JANET Scaysbrook was one of the last women operated on by Dr Richard Reid before the NSW Medical Council suspended him in July, and one of the first to rush to his defence.

‘‘I don’t have the words to truly express my gratitude to him for giving my life back to me,’’ said Mrs Scaysbrook, who was treated by Dr Reid at the Sydney Private Hospital in April after the failure of previous prolapse mesh surgery by another gynaecologist.

‘‘In suspending Dr Reid the medical council has denied numerous women in Australia the opportunity to be rescued from disastrous life-destroying medical situations,’’ she said.

But while many women responded angrily to Dr Reid’s suspension, others contacted the Newcastle Herald to say they were relieved the NSW Medical Council had acted.

‘‘There was no informed consent for what he did to me,’’ said a Sydney woman who received mesh implants during surgery by Dr Reid in 2010 and 2011.

‘‘I’ve had severe adverse reactions. I’ve been advised I’m not going to be able to give birth naturally because of the surgery, and I still have mesh in me.’’

Dr Reid  has denied the allegations.

The lead plaintiff in the Australian case against Johnson & Johnson, Julie Davis, alleged the mesh devices came on the market without proper clinical trials. The issue was a ‘‘real can of worms’’.

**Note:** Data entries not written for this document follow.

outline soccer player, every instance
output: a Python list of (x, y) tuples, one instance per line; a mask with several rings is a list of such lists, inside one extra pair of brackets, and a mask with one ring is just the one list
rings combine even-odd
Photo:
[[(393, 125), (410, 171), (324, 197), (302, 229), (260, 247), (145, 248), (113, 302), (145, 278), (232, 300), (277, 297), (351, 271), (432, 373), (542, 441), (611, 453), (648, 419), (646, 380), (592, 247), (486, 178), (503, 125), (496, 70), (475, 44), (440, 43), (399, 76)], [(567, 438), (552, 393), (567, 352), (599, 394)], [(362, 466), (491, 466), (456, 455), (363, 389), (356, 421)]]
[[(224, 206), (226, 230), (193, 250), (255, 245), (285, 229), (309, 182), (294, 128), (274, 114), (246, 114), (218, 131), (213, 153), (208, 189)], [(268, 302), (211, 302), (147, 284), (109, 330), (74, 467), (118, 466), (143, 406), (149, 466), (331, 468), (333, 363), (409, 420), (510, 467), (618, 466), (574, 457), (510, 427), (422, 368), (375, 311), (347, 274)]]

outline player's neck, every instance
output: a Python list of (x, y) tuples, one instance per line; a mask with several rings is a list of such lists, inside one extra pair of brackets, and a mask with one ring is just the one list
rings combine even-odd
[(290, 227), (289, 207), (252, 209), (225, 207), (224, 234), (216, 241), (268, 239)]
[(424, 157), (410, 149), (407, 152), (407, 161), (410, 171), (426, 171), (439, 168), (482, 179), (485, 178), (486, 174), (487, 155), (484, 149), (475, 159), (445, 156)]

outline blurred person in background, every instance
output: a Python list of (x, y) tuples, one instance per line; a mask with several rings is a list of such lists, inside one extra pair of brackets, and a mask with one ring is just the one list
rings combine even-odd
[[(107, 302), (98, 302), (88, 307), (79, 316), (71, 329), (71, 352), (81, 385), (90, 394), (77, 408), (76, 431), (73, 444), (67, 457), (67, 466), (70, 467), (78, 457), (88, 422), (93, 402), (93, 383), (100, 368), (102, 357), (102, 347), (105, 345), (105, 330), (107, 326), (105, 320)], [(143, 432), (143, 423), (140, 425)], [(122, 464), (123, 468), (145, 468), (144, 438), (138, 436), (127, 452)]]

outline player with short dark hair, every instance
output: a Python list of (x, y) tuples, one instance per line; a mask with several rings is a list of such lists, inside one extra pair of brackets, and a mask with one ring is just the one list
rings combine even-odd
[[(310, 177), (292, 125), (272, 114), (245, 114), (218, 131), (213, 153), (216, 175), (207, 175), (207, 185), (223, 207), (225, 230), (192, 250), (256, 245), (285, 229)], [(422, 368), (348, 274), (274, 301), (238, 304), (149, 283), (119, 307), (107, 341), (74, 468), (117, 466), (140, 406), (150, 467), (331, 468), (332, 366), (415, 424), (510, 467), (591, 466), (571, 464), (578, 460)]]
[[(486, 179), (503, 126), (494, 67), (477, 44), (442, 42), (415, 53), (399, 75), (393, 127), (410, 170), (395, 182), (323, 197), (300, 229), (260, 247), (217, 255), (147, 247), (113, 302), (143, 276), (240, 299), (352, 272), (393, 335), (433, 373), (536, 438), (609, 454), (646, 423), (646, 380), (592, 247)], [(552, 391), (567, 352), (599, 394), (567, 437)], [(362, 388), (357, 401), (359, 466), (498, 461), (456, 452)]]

Ms Davis had her original surgery in 2008, and experienced severe complications.

‘‘I can fly the flag with the class action, on behalf of so many other women out there, but I have my moments when I get very, very angry about it all,’’ she said.  

A NEWCASTLE specialist has complained about the lack of ‘‘rigorous constraints’’ controlling new medical devices, when compared to drugs, after a woman nearly died of excessive blood loss linked to mesh implant surgery.

The specialist warned the Therapeutic Goods Administration  an approved suture device used in prolapse surgery was unsafe after a woman suffered a severe haemorrhage last October.

The woman, 66, who was to undergo mesh implant surgery after two previous prolapse repairs, has complained to the Health Care Complaints Commission, after her family was told she might have died when her organs started shutting down because of the blood loss.

‘‘I do not want this to happen to any other person and this is the one and only reason I have in making this complaint,’’ the woman wrote in a complaint to the commission.

‘‘The operation went dramatically wrong as I was on the operating table for about nine hours due to severe bleeding.’’

The woman spent nine days in intensive care after the failed attempt at mesh implant surgery, before she required further emergency surgery on her bladder and uterus.

In a letter to another doctor on October 24 last year the specialist wrote of ‘‘trialling a new suture driver’’ during the woman’s surgery.